The Haswell-EP-based parts scale well. In particular, the Xeon E5-2699 v3 shows a greater than 2x performance improvement over Intel's once-top-of-the-line Xeon E5-2690.
Actually we should be trying to move away from traditional serial-styled processing and move towards parallel processing. Each core can handle only one task at a time and only utilize it's own resources by itself.
This is unlike a GPU, where many processors utilize the same resources and perform multiple tasks at the same time. The problem is that this type of architecture is not supported at all in CPUs and Nvidia is looking for people to learn to program for parallel styled architectures.
But this lineup of CPUs is clearly a marvel of engineering and hard work. Glad to see the server industry will truly start to benefit from the low power and finely-tuned abilities of haswell along with the recently introduced DDR4 which is optimized for low power usage as well. This, combined along with flash-based storage (aka SSDs) which also have lower power drain than the average HDD, will slash through server power bills and save companies literally billions of dollars. Technology is amazing isn't it?
However, with multiple cores, now we can have better AI and other "off-screen" items that don't necessarily always depend upon the user's direct input. There's still a lot of work to be done there, though.
I think all of the major server vendors are going to suck up all of the major memory manufacturers DDR4 capacity for a while before the prices go down.
Whether it helps or hinders will ultimately depend on the VM admin. What most VM admins don't realize is that HT can actually end up degrading performance in virtual environments unless the VM admin took specific steps to use HT properly (and most do not). A lot of companies will tell you to turn off HT to increase performance because they've dealt with a lot of VM admins that don't set things up properly (a lot of VM admins over allocate which is part of the reason using HT can degrade performance, but there are other settings as well that have to be set in the Hypervisor so that the guest VMs get the resources they need).

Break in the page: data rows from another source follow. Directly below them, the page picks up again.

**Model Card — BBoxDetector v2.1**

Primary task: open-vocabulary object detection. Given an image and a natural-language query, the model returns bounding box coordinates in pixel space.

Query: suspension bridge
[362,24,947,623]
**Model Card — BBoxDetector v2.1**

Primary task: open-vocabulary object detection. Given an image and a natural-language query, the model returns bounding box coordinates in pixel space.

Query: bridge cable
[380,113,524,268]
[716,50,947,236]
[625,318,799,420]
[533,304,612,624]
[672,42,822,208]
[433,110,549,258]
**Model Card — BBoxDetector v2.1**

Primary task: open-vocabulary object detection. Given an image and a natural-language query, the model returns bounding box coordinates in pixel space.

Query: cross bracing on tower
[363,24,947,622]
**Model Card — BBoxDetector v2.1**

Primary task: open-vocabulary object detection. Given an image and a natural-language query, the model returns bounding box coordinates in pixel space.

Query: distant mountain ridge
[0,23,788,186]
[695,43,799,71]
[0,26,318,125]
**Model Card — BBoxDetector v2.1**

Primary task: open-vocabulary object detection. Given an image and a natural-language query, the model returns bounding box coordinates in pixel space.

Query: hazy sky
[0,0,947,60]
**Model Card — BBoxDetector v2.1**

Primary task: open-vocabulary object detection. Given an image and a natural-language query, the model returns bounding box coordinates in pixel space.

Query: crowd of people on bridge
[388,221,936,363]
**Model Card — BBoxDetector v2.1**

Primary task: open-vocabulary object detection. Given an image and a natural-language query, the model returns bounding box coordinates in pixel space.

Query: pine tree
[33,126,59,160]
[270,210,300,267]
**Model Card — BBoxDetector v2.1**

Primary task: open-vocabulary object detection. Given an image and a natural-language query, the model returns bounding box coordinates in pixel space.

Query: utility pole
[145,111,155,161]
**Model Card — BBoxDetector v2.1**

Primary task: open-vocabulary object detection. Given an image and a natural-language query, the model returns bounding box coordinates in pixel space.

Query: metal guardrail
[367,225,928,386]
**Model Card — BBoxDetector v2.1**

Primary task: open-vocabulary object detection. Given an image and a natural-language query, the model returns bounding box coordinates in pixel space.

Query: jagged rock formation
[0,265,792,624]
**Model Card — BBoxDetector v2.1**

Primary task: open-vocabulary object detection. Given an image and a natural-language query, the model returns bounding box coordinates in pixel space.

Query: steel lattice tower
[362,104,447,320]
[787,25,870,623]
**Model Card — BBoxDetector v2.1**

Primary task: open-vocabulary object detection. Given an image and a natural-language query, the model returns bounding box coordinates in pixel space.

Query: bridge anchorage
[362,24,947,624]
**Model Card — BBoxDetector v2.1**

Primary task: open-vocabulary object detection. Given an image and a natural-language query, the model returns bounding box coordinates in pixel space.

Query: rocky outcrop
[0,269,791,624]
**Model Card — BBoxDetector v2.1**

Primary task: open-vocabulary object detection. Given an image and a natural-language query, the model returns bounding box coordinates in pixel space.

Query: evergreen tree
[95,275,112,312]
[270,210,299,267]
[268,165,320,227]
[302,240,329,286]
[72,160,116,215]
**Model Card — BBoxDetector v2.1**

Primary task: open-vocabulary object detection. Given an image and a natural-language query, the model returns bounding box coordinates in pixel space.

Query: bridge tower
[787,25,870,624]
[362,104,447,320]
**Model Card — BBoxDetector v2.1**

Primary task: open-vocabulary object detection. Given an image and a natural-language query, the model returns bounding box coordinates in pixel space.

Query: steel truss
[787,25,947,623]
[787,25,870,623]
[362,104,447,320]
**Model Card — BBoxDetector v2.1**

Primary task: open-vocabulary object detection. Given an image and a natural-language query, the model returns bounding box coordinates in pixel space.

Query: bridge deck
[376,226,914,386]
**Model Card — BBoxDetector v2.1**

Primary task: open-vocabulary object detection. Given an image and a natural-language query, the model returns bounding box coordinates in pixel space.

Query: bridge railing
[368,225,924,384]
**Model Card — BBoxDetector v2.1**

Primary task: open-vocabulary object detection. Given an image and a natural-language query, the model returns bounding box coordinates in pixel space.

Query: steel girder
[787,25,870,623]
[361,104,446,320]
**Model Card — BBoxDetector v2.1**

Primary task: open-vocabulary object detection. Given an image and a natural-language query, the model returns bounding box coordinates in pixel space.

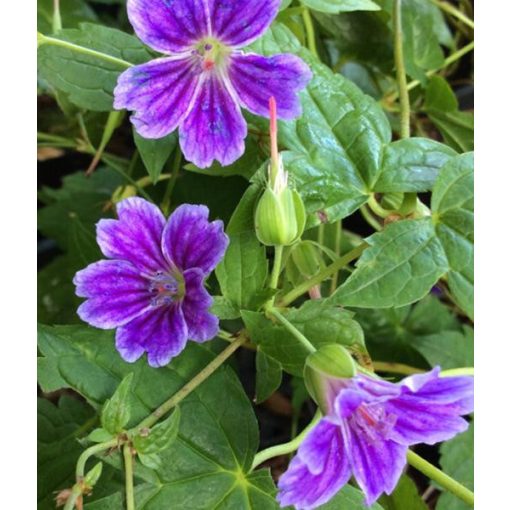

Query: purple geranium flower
[73,197,228,367]
[278,368,473,510]
[114,0,311,168]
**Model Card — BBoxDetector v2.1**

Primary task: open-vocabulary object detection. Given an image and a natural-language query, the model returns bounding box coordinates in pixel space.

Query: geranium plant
[38,0,474,510]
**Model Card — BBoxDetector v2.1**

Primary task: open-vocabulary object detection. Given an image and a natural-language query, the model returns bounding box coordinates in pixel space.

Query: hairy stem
[135,336,245,429]
[268,308,316,352]
[122,444,135,510]
[278,243,368,307]
[266,246,283,308]
[303,7,319,58]
[37,33,133,68]
[393,0,411,138]
[407,450,475,506]
[251,411,321,471]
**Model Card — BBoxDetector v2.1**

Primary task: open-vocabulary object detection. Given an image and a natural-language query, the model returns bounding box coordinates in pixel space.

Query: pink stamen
[269,96,278,170]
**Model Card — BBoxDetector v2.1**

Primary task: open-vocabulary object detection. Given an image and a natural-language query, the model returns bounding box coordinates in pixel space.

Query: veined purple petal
[97,197,168,273]
[179,73,248,168]
[127,0,209,53]
[182,269,219,342]
[113,57,201,138]
[206,0,280,47]
[162,204,228,275]
[229,54,312,120]
[116,303,188,367]
[342,423,407,505]
[277,420,351,510]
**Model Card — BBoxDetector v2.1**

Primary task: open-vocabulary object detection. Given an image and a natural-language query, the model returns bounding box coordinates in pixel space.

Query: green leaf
[88,428,114,443]
[402,0,444,82]
[133,407,181,455]
[37,395,94,510]
[318,485,383,510]
[428,110,474,152]
[436,424,475,510]
[255,349,282,404]
[432,153,474,319]
[38,23,151,111]
[379,475,428,510]
[331,218,448,308]
[425,76,474,152]
[216,232,268,310]
[252,24,391,222]
[133,129,177,183]
[241,300,364,377]
[413,326,475,369]
[39,326,278,510]
[301,0,381,14]
[374,138,456,193]
[101,373,133,434]
[37,0,97,34]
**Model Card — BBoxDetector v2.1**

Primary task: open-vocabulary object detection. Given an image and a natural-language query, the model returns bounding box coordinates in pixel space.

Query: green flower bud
[84,462,103,488]
[303,344,356,415]
[255,161,306,246]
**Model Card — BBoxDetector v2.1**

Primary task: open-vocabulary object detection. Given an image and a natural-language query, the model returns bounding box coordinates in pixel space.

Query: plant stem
[51,0,62,34]
[393,0,411,138]
[251,411,321,471]
[432,0,475,30]
[374,361,425,375]
[64,484,81,510]
[329,220,342,294]
[384,41,475,103]
[161,147,182,214]
[360,205,382,232]
[407,450,475,506]
[266,245,283,308]
[37,33,133,68]
[303,7,319,58]
[135,336,245,429]
[278,243,368,307]
[76,438,119,482]
[269,308,316,352]
[123,444,135,510]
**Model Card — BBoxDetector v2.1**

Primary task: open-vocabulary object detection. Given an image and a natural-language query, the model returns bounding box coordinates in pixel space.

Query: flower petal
[182,269,220,342]
[113,57,201,138]
[127,0,208,53]
[277,419,351,510]
[73,260,151,329]
[229,54,312,120]
[162,204,228,275]
[97,197,168,273]
[342,422,407,505]
[179,73,248,168]
[116,303,188,367]
[206,0,280,47]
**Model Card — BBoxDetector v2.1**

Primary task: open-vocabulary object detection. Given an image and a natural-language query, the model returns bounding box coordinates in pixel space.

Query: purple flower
[278,368,473,510]
[73,197,228,367]
[114,0,311,168]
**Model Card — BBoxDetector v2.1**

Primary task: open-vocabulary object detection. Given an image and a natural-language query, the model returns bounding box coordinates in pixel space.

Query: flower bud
[303,344,356,415]
[255,161,306,246]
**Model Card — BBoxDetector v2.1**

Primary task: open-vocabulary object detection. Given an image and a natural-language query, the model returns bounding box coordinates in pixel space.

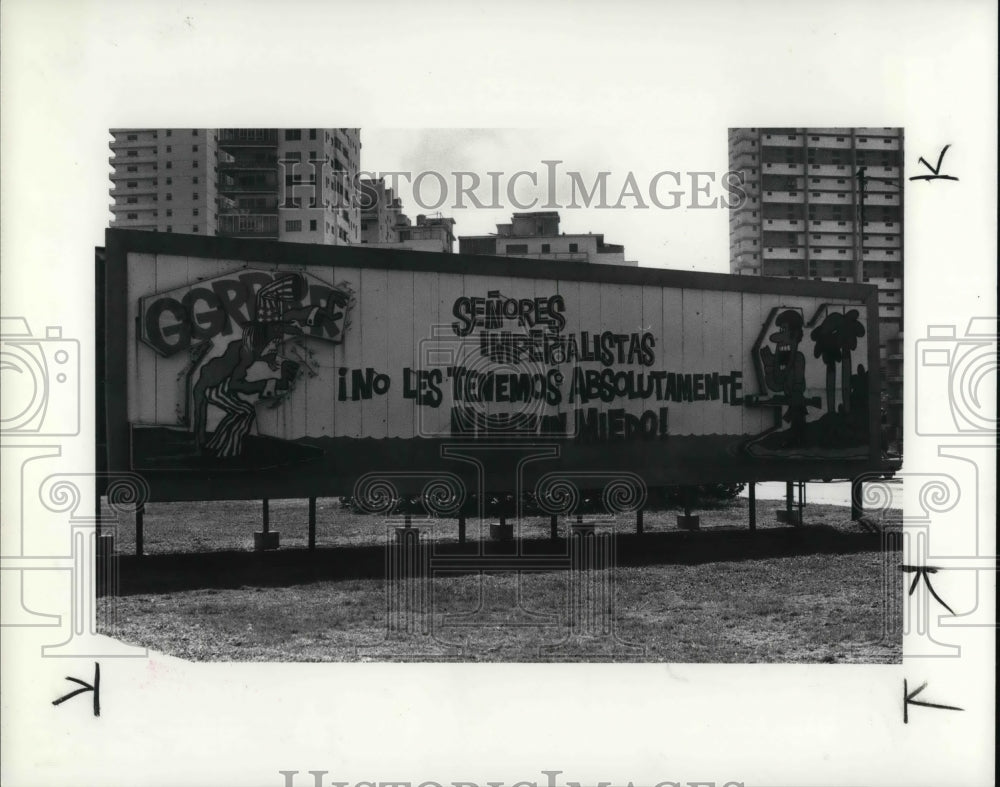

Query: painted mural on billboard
[129,255,870,496]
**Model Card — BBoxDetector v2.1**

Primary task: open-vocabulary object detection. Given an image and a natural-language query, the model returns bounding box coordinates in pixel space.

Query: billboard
[99,230,884,500]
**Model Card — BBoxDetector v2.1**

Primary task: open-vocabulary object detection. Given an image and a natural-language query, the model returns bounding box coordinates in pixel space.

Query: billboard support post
[135,503,146,557]
[309,497,316,549]
[253,497,280,552]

In many cases, trying to convert algorithms to threads is simply more trouble than it is worth.
A game is made by sound, logic and graphics. You may dedicate this 3 processes to a number of cores but they remain 3. As you split load some of the logic must recall who did what and where. Logic deals mainly with FPU units, while graphics with integers. GPUs are great integers number crunchers. They have to be fed by the CPU so an extra core manage data through different memories, this is where we start failing. Keeping all in one spot, with the same resources reduces need to transfer data. By implementing a whole processor with GPU, FPU, x86 and sound processor all in one package with on board memory makes for the ultimate gaming processor. As long as we render scenes with triangles we will keep using the legacy stuff. When the time will come to render scenes by pixel we will need a fraction of today's performance, and half of the texture memory (just scale the highest quality) and half of models memory. Epic is already working on that.
Great points. One minor complication is that the NVIDIA GeForce Titan used in the Haswell-E review would not have fit in the 1U servers (let alone be cooled well by then.) Onboard Matrox G200eW graphics are too much of a bottleneck for the standard test suite.
On the other hand, this platform is going to be used primarily in servers. Although there are some really nice workstation options coming, we did not have access in time for testing.
One plus is that you can run the tests directly on your own machine by booting to a Ubuntu 14.04 LTS LiveCD, and issuing three commands. There is a video and the three simple commands here: http://linux-bench.com/howto.html That should give you a rough idea in terms of performance of your system compared to the test systems.
Hopefully we will get some workstation appropriate platforms in the near future where we can run the standard set of TH tests. Thanks for your feedback since it is certainly on the radar.